Il y avait les conjoints, conjointes et ami(e)s qui trouvaient leur place dans ces projets, se joignant aux équipes de décors, de logistiques ou techniques… Ils partageaient alors notre pratique artistique, nos inquiétudes, nos plaisirs, joies et bonheurs avec leurs enfants quel que soit l’âge souvent présents sur les gradins ou dans les salles de répétition, s’amusant entre eux ou dormant sous une couverture… ou dans le couffin. Quelques fois timidement mais efficacement et avec bonheur, ils se joignaient à la comédie…
D’autres, conjoints, conjointes ou ami(e)s étaient totalement indifférents à l’activité de leur proche. Ils seront seulement spectateurs d’un soir ou, même pas !!! Imaginez alors la difficulté à vivre de ces couples ! Il n’est pas rare alors de voir le comédien ou la comédienne culpabiliser ! Le regard d’un proche entourage, s’il peut être enthousiaste et admiratif, peut alors parfois se révéler d’une insidieuse défiance, voire indifférence, mépris ou moquerie !!!
Me concernant, je puis témoigner que lorsque je partageais ma vie culturelle et professionnelle et que je m’engageais dans une de ces grandes créations, mes clients (Artisan, je vivais en construisant des maisons) pour beaucoup n’acceptaient pas que leur maître d’oeuvre soit aspiré dans son loisir de théâtreux ! “Ce n’était pas sérieux et crédible.” Je sais qu’à ces moments là, plus je faisais parler de moi, plus mon entourage, mon personnel et mes clients étaient exigeants, comme pour me rappeler quelle était alors ma priorité.
ET MAINTENANT ! De la plus lointaine rencontre à la plus récente, il m’a fallu retrouver mon histoire pour mesurer la multitude de rencontres et le souvenir précis que je garde de chacun de vous.
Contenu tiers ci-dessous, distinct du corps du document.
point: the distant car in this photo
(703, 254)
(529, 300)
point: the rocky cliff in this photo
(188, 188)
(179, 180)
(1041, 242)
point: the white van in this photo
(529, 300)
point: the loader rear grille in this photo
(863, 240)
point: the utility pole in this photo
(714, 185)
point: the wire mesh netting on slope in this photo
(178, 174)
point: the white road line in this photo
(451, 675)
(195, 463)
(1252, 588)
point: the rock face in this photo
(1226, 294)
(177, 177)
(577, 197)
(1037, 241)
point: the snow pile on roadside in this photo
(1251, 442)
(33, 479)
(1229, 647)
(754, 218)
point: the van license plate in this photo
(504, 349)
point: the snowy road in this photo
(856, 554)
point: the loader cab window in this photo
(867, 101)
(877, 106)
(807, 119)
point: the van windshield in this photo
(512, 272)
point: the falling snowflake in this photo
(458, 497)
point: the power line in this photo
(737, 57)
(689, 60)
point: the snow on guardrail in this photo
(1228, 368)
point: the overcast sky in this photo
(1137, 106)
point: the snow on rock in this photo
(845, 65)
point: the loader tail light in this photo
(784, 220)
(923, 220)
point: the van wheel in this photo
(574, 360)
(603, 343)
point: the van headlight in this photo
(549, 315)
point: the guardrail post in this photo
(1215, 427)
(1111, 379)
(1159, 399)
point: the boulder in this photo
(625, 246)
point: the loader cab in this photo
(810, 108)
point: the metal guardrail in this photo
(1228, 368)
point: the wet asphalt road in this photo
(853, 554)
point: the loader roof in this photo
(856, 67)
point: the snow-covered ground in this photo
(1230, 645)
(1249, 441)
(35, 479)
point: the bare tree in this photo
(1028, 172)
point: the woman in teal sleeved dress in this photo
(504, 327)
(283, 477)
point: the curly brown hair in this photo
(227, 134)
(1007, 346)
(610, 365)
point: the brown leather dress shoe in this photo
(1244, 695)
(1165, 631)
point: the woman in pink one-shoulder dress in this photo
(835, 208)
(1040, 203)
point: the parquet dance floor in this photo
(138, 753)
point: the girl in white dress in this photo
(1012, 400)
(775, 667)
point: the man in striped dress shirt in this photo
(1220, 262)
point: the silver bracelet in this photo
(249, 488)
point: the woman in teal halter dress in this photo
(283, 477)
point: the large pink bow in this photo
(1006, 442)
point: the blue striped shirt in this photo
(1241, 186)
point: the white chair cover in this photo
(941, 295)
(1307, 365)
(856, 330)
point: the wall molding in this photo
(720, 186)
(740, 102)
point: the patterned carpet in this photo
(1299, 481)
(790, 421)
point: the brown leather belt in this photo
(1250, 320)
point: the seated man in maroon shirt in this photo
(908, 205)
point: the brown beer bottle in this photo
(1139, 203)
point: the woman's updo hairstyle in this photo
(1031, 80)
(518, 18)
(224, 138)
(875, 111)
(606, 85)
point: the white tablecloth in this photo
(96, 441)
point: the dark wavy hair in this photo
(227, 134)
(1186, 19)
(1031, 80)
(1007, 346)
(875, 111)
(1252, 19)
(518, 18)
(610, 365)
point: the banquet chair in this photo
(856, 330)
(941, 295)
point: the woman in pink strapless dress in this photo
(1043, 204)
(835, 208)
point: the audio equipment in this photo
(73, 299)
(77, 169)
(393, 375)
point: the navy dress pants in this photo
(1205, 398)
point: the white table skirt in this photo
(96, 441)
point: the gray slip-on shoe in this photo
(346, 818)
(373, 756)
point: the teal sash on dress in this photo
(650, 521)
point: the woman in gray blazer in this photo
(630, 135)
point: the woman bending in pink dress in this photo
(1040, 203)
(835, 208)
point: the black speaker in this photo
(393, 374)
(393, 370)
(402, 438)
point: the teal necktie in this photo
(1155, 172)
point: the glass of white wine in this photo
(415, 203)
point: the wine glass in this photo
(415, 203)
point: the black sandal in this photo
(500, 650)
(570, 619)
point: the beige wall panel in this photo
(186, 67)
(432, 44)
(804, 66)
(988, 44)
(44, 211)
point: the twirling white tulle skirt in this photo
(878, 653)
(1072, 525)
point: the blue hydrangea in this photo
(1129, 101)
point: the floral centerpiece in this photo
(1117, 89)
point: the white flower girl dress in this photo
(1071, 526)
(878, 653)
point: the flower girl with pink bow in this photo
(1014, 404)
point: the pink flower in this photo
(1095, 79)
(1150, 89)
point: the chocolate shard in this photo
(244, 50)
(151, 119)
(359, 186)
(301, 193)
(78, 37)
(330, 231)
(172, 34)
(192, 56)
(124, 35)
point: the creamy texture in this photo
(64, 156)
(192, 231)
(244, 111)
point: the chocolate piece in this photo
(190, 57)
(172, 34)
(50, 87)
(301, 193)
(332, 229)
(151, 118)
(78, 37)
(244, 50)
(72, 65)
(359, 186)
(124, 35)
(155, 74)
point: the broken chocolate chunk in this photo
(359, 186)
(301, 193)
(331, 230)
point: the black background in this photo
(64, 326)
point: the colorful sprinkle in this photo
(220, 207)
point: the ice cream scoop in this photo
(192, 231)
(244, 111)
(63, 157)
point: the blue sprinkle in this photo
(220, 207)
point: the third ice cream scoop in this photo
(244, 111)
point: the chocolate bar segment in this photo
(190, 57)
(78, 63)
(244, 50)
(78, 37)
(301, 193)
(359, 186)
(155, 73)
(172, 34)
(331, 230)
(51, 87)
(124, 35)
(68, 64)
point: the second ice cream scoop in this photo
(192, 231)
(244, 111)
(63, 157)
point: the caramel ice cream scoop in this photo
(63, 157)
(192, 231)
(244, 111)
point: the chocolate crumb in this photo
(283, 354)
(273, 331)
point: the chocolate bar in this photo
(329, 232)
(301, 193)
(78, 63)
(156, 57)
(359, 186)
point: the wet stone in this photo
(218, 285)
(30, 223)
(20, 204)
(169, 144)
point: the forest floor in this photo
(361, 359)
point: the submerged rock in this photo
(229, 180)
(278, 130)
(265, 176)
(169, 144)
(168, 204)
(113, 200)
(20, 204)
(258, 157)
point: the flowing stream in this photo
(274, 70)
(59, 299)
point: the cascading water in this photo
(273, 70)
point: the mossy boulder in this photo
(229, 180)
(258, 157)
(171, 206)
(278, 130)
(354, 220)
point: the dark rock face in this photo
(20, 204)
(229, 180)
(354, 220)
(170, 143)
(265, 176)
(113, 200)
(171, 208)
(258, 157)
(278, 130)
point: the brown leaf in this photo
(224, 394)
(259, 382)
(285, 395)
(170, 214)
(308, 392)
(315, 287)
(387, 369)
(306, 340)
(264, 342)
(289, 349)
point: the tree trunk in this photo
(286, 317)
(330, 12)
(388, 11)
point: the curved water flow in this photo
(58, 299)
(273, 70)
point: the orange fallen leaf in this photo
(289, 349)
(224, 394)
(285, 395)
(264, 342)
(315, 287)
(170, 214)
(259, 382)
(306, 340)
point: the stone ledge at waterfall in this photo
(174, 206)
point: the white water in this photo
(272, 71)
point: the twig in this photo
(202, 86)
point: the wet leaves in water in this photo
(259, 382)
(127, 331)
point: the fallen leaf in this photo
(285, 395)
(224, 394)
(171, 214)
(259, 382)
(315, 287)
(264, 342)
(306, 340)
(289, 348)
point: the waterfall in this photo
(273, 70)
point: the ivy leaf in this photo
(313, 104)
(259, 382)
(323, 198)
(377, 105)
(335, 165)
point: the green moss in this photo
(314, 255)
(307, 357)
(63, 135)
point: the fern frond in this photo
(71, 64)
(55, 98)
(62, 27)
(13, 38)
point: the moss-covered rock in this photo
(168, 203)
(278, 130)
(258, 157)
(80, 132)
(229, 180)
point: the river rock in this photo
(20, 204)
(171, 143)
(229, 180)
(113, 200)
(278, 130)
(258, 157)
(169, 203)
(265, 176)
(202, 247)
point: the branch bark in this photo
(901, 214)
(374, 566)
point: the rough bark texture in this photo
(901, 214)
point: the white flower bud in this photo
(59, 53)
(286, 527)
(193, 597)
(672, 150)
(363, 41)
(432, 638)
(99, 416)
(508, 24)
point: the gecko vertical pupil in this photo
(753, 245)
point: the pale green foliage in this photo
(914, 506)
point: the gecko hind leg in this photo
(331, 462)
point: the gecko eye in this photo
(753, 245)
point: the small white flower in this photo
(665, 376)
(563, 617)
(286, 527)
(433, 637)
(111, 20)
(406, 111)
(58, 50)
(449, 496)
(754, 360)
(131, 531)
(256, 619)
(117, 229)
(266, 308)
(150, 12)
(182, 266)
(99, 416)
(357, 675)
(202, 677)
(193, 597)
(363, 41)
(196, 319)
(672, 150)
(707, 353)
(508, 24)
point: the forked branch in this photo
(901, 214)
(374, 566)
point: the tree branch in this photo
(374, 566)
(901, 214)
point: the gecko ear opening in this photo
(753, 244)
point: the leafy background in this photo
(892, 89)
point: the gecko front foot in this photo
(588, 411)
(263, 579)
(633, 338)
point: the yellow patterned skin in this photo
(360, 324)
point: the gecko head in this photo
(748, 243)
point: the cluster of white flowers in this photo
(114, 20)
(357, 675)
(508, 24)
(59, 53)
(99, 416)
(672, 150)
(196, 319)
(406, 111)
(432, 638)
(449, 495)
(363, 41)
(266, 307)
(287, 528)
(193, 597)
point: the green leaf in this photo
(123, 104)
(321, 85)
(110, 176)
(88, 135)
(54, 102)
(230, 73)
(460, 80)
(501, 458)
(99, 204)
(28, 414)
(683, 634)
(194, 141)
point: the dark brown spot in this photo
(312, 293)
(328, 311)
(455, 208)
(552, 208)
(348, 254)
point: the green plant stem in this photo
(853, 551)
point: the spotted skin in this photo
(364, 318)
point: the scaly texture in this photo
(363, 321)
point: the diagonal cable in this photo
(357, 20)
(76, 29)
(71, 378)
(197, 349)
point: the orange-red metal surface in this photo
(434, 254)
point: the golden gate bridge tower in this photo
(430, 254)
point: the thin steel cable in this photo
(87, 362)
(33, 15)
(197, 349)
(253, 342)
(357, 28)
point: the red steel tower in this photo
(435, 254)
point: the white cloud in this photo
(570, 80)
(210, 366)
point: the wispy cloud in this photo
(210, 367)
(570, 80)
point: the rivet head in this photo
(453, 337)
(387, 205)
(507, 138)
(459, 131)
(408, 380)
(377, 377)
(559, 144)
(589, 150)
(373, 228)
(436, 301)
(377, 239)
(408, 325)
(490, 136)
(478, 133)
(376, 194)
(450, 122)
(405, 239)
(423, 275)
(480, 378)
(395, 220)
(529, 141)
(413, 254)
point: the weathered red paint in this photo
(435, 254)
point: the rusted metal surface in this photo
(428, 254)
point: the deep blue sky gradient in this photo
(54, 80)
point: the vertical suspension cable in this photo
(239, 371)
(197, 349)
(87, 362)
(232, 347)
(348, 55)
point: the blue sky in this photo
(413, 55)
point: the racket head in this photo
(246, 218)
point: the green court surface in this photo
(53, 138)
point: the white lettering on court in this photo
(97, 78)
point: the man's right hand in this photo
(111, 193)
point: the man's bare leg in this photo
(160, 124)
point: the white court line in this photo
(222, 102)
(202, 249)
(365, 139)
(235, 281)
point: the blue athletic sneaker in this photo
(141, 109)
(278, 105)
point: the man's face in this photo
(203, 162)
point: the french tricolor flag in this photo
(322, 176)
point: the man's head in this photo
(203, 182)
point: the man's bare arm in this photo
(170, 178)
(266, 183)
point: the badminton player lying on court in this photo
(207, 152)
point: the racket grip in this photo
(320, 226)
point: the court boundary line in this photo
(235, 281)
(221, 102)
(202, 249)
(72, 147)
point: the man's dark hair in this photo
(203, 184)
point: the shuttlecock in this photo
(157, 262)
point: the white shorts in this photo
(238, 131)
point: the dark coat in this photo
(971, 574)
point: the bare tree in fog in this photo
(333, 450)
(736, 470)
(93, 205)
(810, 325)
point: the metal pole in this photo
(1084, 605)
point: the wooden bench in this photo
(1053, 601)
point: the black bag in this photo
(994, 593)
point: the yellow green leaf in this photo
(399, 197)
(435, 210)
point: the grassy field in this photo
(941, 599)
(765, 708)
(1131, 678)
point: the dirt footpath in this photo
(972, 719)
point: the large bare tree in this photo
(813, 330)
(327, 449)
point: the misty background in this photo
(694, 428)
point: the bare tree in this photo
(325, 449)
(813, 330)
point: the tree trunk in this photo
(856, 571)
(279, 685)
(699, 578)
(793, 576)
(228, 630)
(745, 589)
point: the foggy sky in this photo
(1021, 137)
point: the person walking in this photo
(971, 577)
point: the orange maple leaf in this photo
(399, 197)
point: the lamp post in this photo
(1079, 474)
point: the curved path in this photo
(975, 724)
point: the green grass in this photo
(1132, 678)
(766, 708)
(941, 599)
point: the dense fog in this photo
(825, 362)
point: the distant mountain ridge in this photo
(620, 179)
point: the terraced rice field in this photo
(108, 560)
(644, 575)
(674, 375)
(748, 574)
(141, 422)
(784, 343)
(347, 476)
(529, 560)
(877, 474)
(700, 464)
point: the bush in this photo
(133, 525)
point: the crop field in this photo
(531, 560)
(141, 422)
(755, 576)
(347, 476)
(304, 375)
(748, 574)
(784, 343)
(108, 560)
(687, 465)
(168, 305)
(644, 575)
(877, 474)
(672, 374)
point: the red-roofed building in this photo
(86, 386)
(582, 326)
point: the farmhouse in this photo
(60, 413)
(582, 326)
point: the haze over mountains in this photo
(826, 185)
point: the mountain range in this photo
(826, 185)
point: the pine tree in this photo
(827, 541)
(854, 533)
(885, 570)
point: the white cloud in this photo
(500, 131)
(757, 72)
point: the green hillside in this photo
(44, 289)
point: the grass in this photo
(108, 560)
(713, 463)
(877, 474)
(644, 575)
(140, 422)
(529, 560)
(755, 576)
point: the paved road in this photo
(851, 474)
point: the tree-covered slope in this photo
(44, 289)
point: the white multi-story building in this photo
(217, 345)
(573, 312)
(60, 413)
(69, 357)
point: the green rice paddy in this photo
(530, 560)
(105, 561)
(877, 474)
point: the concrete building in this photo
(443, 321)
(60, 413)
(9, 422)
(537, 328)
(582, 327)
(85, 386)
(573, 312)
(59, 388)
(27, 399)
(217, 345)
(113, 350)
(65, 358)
(Anne Kleepstheil.) “Le théâtre est une aventure humaine qui exacerbe les sentiments, le bon, le meilleur, mais aussi le désagréable. De nos jours, il est difficile de faire en sorte que nous investissions de façon gratuite, notre temps, notre énergie, nos week-ends, notre confort, au service d’un rêve, au service d’un moment de « luxe, de calme de beauté »
Dans ce monde de profusion et de consommation que vous reste t-il à vivre si ce n’est des aventures. Des aventures hors du commun, parce que confiants et généreux, vous devez vous surpasser, accomplir vos délires, parce qu’il serait dommageable que ces moments exceptionnels de rencontres vous échappent et s’effritent avec le temps… Et, il nous reste tant à faire encore… Merci à tous, qui avez un jour ou d’autres été présents…
Voilà, je ferme ici par ces lignes le chapitre qui correspond à ce qui m’a fait vivre dans le théâtre avec vous. Je retournerai de temps à autres consulter ces mots de mémoire, espérant y retrouver quelques traces de vous, soit dans un commentaire ajouté, une anecdote oubliée, un souvenir retracé, un hommage ou rappel ou la correction d’événement…
“Tout en haut de la grande montée, il y a une autre vallée. Tout au bout, tout au bout de la vie il y a encore de la vie…”
… de mes mains j’ai construit des murs… de ma tête j’ai construit des rêves… de mes mains et de ma tête, je construis des sculptures…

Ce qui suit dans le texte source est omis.